Today there are several tools that can perform these tasks, and it is up to those responsible to configure and use them correctly.
We cannot forget that there are still functional tests, which are traditionally performed to identify and validate what applications should do, and so they are written, trying to understand if what is required is what the software does.
However, we should not leave aside that at another point to be observed, we need to understand that there are things that the software should not do, and we need to test that too, these are called negative requirements of the software.
So, when there is the creation of user use cases, we should mount the reverse user cases, results that should not appear as a result of a software action. A possible example can be seen in this OWASP document.
These tests can be automated by a series of tools and these can be integrated into our CI/CD process, which guarantees agility and automation of the process.

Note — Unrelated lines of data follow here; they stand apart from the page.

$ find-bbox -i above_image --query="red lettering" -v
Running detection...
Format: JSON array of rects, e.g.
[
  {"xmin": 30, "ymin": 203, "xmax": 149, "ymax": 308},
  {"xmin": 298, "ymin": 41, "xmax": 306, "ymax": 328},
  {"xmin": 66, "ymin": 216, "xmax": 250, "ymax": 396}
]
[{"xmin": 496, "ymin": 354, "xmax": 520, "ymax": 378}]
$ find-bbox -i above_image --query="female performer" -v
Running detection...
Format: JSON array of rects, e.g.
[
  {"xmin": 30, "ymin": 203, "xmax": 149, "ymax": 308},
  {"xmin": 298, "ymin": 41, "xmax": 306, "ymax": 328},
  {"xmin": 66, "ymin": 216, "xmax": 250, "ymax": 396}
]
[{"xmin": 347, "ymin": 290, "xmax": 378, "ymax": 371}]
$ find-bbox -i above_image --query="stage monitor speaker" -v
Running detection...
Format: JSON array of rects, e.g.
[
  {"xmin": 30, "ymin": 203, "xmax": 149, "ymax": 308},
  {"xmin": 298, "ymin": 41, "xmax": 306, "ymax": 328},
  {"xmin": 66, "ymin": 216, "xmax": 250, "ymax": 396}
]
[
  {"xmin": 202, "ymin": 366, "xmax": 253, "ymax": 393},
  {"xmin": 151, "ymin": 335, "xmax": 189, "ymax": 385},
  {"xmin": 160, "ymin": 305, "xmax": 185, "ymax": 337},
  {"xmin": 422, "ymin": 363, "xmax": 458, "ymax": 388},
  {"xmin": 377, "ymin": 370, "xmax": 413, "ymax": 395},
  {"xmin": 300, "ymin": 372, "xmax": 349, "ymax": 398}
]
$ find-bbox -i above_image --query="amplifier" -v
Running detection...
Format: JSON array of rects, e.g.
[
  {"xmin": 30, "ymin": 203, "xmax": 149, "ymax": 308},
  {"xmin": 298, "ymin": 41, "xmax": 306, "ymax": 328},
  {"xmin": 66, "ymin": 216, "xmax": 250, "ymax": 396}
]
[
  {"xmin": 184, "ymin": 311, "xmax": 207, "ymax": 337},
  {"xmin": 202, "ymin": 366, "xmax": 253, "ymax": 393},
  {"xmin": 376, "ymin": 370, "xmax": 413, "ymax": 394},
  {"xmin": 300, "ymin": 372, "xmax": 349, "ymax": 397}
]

The traditional test emphasizes what a program should do and functional test cases are usually written in a similar format (positive requirements). However, there is much more importance for negative requirements in safety testing, describing what a system should not allow. The agile concept of user stories, describing what users can do, has an inverse concept in the form of bad user stories that are useful for formulating functional safety test cases.
This way, we can understand that a development process would be more prepared to guarantee the security of your software. However, this is not a static and finite document in itself, it needs to be evaluated and understood as a starting point and not the final map of the process security.
We know that integrating security into DevOps automated processes facilitates and speeds up the entire development process and consequently the delivery of secure software.
We realize that the DevOps model is constantly and rapidly evolving and there are always new products and tools coming in very quickly.
We hope to have started some ideas on how to improve the security of your pipeline using or not the newest tools but mainly understanding the concepts behind each of the security points placed here.